Women eligible to start lifetime therapy during pregnancy (per country-specific guidelines) but are unable to be retained in care may experience treatment interruptions, which can lead to virologic rebound, drug resistance, and disease progression [43, 44]. These women may not present to care again until necessitated by illness or until a subsequent pregnancy, both of which may have implications for effective initiation of subsequent PMTCT services. For women who are ineligible for lifetime treatment after pregnancy, continued engagement with care is required to initiate treatment when needed. Existing data shows that women who are ineligible for lifetime treatment and/or have a higher CD4 count may be more likely to fall out of care during the postpartum period [40, 41]. The prevailing view that PMTCT is not for the mother [33, 45•] may contribute to this phenomenon.

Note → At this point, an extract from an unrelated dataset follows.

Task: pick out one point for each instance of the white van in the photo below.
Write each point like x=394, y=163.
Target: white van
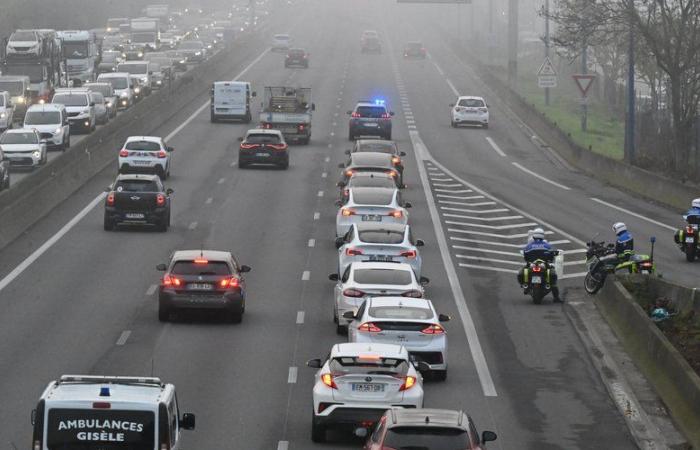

Systematic research to enhance adherence to PMTCT and postpartum care engagement are needed. Low-cost reminder phone calls or text messages may facilitate retention of care. When available, programs that offer support and have the potential to circumvent barriers to care, such as stigma, partner based, and structural barriers should be offered; these may include support groups and the use of individual support, such as a “mentor mother.” Figure 1 depicts the transition to postpartum HIV care, what remains unknown, and the roles of possible interventions.

Fig. 1
figure 1

The postpartum cliff: behaviors, gaps, and possible interventions

In summary, not enough is known about what happens to the care of HIV-infected mothers after the completion of the PMTCT cascade. Keeping women healthy is a worthy and important goal on its own; however, keeping women engaged in HIV care will likely have far-reaching benefits towards global calls to reduce HIV transmission. If more women are retained in HIV care after pregnancy, it may be possible to more effectively deliver family planning interventions, resulting in fewer unplanned pregnancies and initiating PMTCT earlier for subsequent pregnancies, a neglected but important strategy to prevent vertical transmission. Furthermore, helping women initiate and sustain treatment also prevents transmission to male partners. It is also important to understand the role of Option B+ in facilitating long-term retention in HIV care; such understanding could drive policy changes that support wider adoption of lifelong treatment at the time of pregnancy diagnosis. Future research efforts should determine how many women are lost to care at this important juncture and barriers to continued engagement. Scalable, effective interventions must then be developed in order to optimize the health of mothers and their children.